Barnard is also well-known for its militantly feminist student body. And despite the fairly normal sex ratio, Columbia-Barnard has one of the most open and active gay communities in North America.
Cornell
Officials of Cornell University are proud that when the school was founded in 1865, it became the first co-educational university in the country.
That, however, does not mean that Cornell's nearly 9000 undergraduates are divided equally. The male-female ration is about two to one, and Walter A. Snickenberger, dean of admissions and financial aid, says he wrestled the ratio down from three-to-one over the last 20 years.
In the school of arts and sciences--where co-education from a Harvard perspective perhaps counts the most--Cornell boasts nearly a one-to-one ratio amount about 3600 students. The slight majority belongs to the women.

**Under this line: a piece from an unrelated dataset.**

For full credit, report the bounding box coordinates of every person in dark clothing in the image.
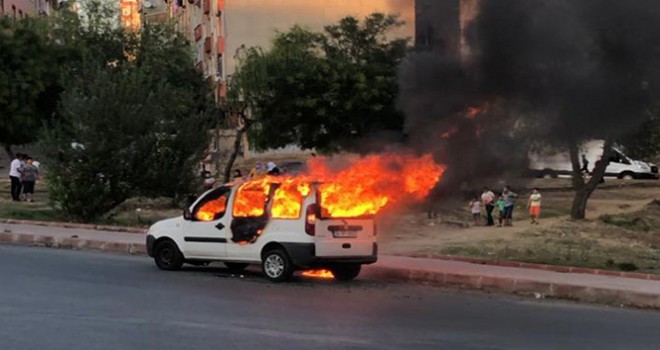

What tips the scales in the undergraduate ratio is the predominance of males in the colleges of Agriculture and Life Sciences, of Engineering, of Hotel Administration, of Industry and Labor Relations, and of Architecture. The combined population of these schools is around 1500 students, with a three-to-one, male-dominated ratio.
Snickenberger's efforts might seem to be a token campaign to recruit women in these schools, but he bridles at the suggestion that quotas be set for female acceptances or that admissions be "slanted" in favor of women.
"We don't admit inferior girls simply to have more girls on campus," he says.
Elaine S. Povich, news editor of the Cornell Daily Sun and a senior, says that co-education hasn't been a big issue in Ithaca, N.Y., since women last year lobbied for and won the right to use the more splendid of the two athletic facilities--which was, naturally, the men's.
Nonetheless, Cornell harbors a chapter of the National Organization of Women and an active Women's Community Center.
Just because women can play basketball in the men's athletic facility two days a week doesn't mean the Bg Red have progressed that much, but Cornell got its progressive headstart 109 years ago.
Dartmouth
Even Dartmouth, the most staunchly male of all the Ivy League schools, went co-ed two years ago, although its reasons were more financial than ideological. Faced with increasing deficits and decreasing popularity, the Dartmouth trustees decided in 1972 to go to a year-round academic calendar and to increase the size of the student body from 800 in a class to about 1000 per class by adding women.
Although the male-female ratio in the first co-ed class was an overwhelming ten-to-one, Dartmouth's alumni still did a lot of kicking and screaming about the presence of women on campus.
The storm has pretty much died out by now, although a die-hard core of alumni and members of Dartmouth's originally all-male senior class remain irrevocably opposed to co-education. And Dartmouth is likely to remain a male-dominated institution. It has a vice president for womens' affiars and the male-female ratio has crept up to four-to-one, but is likely to remain there for the foreseeable future.